The Texas Court of Criminal Appeals denied
an appeal.
Having
exhausted state remedies, movant Lovelace
then moved for a stay of execution in the
United States District Court at
approximately 5:15 p.m. on January 29, 1987.
The district judge was in another city
trying cases and thus it took until after
11:00 p.m. to reach him. Sometime after
11:30 p.m., the district judge denied the
stay. An oral motion for a stay of execution
was then made by movant to this Court.
In the
meantime this Court had been furnished with
movant's motion and with the state's reply
as well as transcripts of the sentencing
hearing and thus was thoroughly conversant
with the issues involved. We had also been
furnished a copy of the findings of fact and
conclusions of the law of the state district
judge as described above.
We heard
oral argument in a conference call, which
revealed no information countering the
findings of the state district court. This
Court then denied the oral motion for a stay
at 11:55 p.m. on January 29. The Court now
understands that the punishment of death was
carried out at approximately 1:00 a.m. on
January 30, 1987.
The oral
motion for a stay of execution was denied
because the record is clear that as a matter
of choice the prisoner under sentence of
death chose not to undertake to file any
motion for stay of execution or petition for
habeas corpus either on a pro se basis or
through the representation of movant
Lovelace or any other attorney. The record
reveals that Hernandez was a person of
substantial intelligence, with a degree of
at least junior college level, and was well
versed in the criminal law and procedures as
a result of his own studies over a period of
years. He had originally requested to the
jury assessing punishment that he be given
the death penalty rather than a life
sentence as a matter of preference. This
record is totally bereft of any indication
that Hernandez wished in any way to raise
any further questions concerning his
conviction and punishment in spite of a
number of attempts by family and others to
get him to do so.
This Court,
therefore, had before it no motion for stay,
no petition for habeas corpus, nor any other
legal request by or with the authorization
of Hernandez.
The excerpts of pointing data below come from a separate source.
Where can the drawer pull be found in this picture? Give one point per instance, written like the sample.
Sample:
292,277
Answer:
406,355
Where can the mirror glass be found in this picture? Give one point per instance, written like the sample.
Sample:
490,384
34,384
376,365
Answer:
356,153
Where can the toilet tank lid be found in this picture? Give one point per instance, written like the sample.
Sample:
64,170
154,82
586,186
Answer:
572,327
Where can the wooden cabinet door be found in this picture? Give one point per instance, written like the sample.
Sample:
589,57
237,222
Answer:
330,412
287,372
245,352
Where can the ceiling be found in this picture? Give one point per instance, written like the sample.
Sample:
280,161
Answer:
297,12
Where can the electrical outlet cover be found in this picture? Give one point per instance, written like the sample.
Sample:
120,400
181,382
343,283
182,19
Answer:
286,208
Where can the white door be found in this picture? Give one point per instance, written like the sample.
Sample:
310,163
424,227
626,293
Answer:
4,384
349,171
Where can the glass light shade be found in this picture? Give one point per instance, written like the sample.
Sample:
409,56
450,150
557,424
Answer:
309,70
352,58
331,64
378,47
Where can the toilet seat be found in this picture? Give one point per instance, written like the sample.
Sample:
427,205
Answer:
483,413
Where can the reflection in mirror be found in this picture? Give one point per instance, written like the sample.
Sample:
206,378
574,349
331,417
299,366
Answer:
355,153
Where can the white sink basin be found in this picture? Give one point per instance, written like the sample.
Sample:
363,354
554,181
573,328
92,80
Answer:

Further, it must be concluded
that Lovelace had no standing as a "next
friend" to raise the issues over the
opposition of the prisoner. "Next friend"
petitions are permitted only if it is
clearly demonstrated that the individual is
unable to seek relief on his own behalf or
is mentally incompetent to do so. Gilmore v.
Utah, 429 U.S. 1012, 1014, 97 S.Ct. 436,
437, 50 L.Ed.2d 632 (1976). There is nothing
in the record which casts any doubt upon the
mental competence of Hernandez. There was,
therefore, no justification for a petition
or motion as next friend. Rumbaugh v.
Procunier, 753 F.2d 395, 398 (5th Cir.1985).